Babywearing Consultants are therefore no different. One day I hope that the work I do, will be as valued as that of other professionals working with families. Professionalisation of the baby-carrying industry has led to increased standards; those who provide a bad service won’t survive. Professionalisation has led to safety standards which keep babies safe. Professionalisation has led to the TICKS guidelines; now widely accepted as ‘best practise’. Professionalisation means ease of access and local support. The industry may be a new one but it is an ever changing, ever growing one and something I am immensely proud to be a part of .

Slings, clothes, toys and the new Milk Tray Man.

Today has been a long day (I got up at 4 am and on the train at 5am – but this did mean I got lots of admin done). I am tired but it has been worth it. Today, I have been to London and been introduced to the world of media companies and parenting awards: I have been a guest expert judge. Not something I ever thought I would say when I founded NESL. But, over the last 5.5 years I have worked hard to develop a reputation as a trusted voice; today is a culmination of the hardwork and determination I have put in to building up the sling library.

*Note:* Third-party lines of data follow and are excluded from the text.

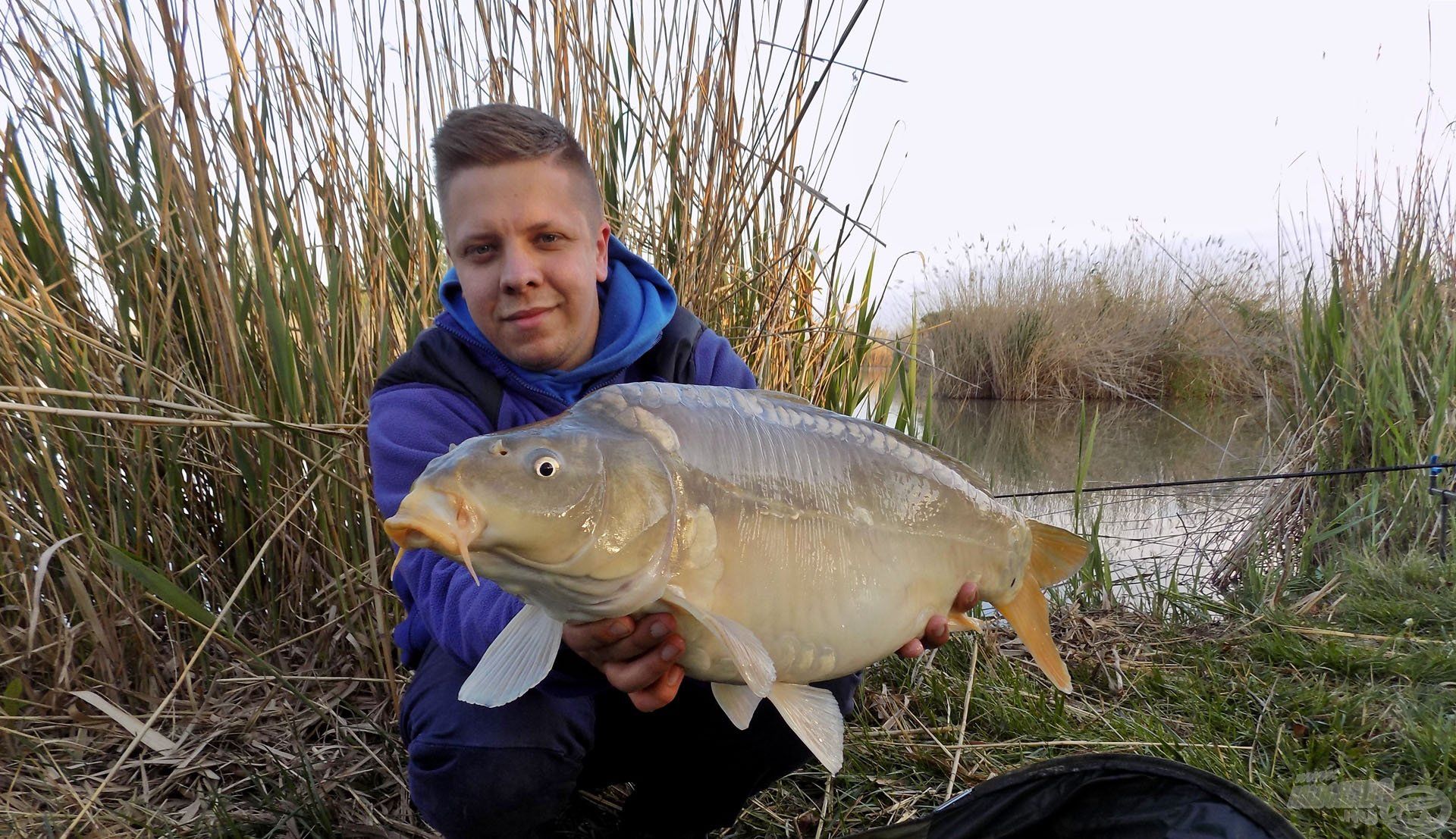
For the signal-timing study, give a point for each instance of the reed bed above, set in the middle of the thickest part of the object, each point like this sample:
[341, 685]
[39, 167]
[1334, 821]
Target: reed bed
[218, 229]
[1131, 321]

In August 2016, I was contacted by Hazelann from Made For Mums after commenting on a thread on their Facebook page and since then I have been helping them with sling related questions, and am looking forward to continuing to do so. This led to an email inviting me to act as an expert guest judge. I am img_0775eternally grateful to have they employer for allowing me to have the morning off work in order to attend. The Made for Mum Awards will be known by many as the Prima Baby Awards. We have been judging lots of categories: infant footwear, sleep products, maternity clothes, and of course slings, to name just a few. Other categories were judged yesterday too. You can see which brands have been shortlisted and help by taking part in the online voting by clicking this link.

My fellow judges came from the world of journalism, midwifery, medicine and even the new Milk Tray Man (and yes he bought us chocolates but wasn’t wearing the trademark black polo neck sweater). The thing that united us: we are all parents. I was able to demo how to use the carriers, many of which my other judges had not previously seen. The team from MFM even filmed me demoing how to tie a stretchy wrap, this will be on their Facebook page soon.

It has been an amazing day. I have had a glimpse inside a world I didn’t know existed and loved every minute of it. Now, as I sit drinking a cup of tea and watch the darkness flash by, I am feeling very honoured to have been part of an amazing day. Thank you so much to the MFM’s team for inviting me and a huge thank you for letting me bring a couple of bits home for me and my boys, but most importantly for allowing me to bring home a new carrier for the sling library: the Mountain Buggy Juno Carrier (although currently missing its newborn insert as I forgot to put it in the box). I am sure this will be a very popular addition to our stock and it is available to hire now!